Max burst out laughing, and nearly put himself into a ditch again. "Not likely. Okay, we're here. Let's get your friend seen to."

Max took them off the street and through a grand, gated entrance into what looked like a mansion.

"It's a private facility," he said as they slid to a halt on the gravel driveway. "Half of Hollywood comes here to dry out, but they have a fully equipped emergency ward, too. You never know when Veronica Lake is going to turn up."

"Uhm, do you think they'll let us in?" Flight Sergeant Lloyd asked doubtfully.

"Don't worry, son. The only color that counts here is money. My family's probably built a whole wing onto this place over the years. They'll let us in, all right. Let's go."

Two white-suited orderlies carrying a stretcher were hurrying toward them, down a sweeping staircase that led up into a blindingly white building. They didn't even break stride when Mohr and his motley band emerged from the car covered in blood.

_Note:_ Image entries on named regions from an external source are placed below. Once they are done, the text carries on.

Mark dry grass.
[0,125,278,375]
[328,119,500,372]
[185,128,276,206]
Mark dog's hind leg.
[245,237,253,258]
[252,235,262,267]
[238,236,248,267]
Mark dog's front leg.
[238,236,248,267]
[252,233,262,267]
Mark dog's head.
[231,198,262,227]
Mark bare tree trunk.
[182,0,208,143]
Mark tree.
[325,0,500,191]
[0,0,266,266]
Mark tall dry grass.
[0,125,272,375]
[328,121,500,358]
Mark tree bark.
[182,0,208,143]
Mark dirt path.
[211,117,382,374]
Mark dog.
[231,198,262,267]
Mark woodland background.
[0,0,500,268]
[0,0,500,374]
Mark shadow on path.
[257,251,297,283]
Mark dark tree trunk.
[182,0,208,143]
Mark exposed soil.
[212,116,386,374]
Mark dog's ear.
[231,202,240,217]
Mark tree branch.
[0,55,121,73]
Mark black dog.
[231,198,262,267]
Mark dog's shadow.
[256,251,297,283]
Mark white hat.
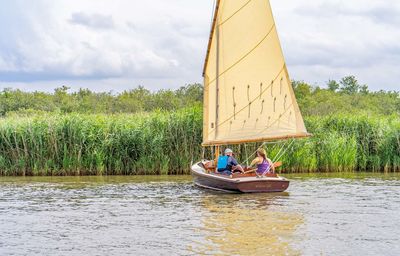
[225,148,233,155]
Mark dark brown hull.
[192,163,289,193]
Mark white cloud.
[0,0,400,90]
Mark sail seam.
[208,24,275,85]
[208,64,286,135]
[218,0,253,26]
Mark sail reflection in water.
[189,193,304,255]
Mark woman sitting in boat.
[249,148,275,175]
[217,148,244,175]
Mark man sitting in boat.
[217,148,244,175]
[249,148,275,176]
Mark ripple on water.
[0,175,400,255]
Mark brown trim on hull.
[202,133,312,147]
[191,163,290,193]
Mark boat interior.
[198,160,282,179]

"Hello, Mr. Ambrose," they called out simultaneously.

"Hello, Louis. Mandy," Max answered. "I wonder if you could see to my young friend here. He's in some distress."

They relieved Mohr and Linthicum of their burden, placed the kid on the stretcher, and disappeared back up the stairs without another word. The chief didn't know what to say. He had never, in his whole life, been witness to such a thing. He'd always thought it was compulsory to be a complete asshole once you got to be rich enough to get away with it.

But Max was already climbing back into the car, saying there'd be other people downtown who needed his help. "Are you coming?" he asked.

"I guess so," said Eddie Mohr. His companions just nodded.

29

BERLIN, GERMANY

In many ways, Sea Dragon was a blessing in disguise for Captain Muller.

The titanic effort required of the Nazi superstate to rise up and throw itself across the English Channel inevitably focused the energies of the Reich in northern France. The Gestapo and the SS were both kept busy trying to suppress the French resistance, which was sacrificing itself in a desperate assault on German preparations for the invasion of Great Britain.

Thousands of Frenchmen and -women would die in the next few days to give their traditional enemies, the English, a fighting chance against Jurgen Muller's countrymen. He pondered the ironies as he polished his great-grandfather's war watch and wondered what role his forebear would play in the crusade of the coming days. In Muller's universe, he'd been a company commander in the Gross Deutschland Division. His ancestor had been executed for holding a river crossing against the Red Army during the retreat from Moscow. Saving the lives of hundreds of his men was considered defeatist, and had cost Heinrich Muller his own life.

His family had gone into the camps shortly after.

This same watch still sat in his great-grandfather's breast pocket somewhere. Probably in a forward depot near the French coastline, where the Gross Deutschland would await transport to Britain, should the airborne assault gain a foothold. Holding the watch gingerly in his "injured" hand-the one encased in a fake plaster cast-Muller rubbed at the glass face with a handkerchief. Apart from that glass face, which had been replaced sometime in the 1960s, this timepiece was the same one his ancestor carried, right down to the subatomic level.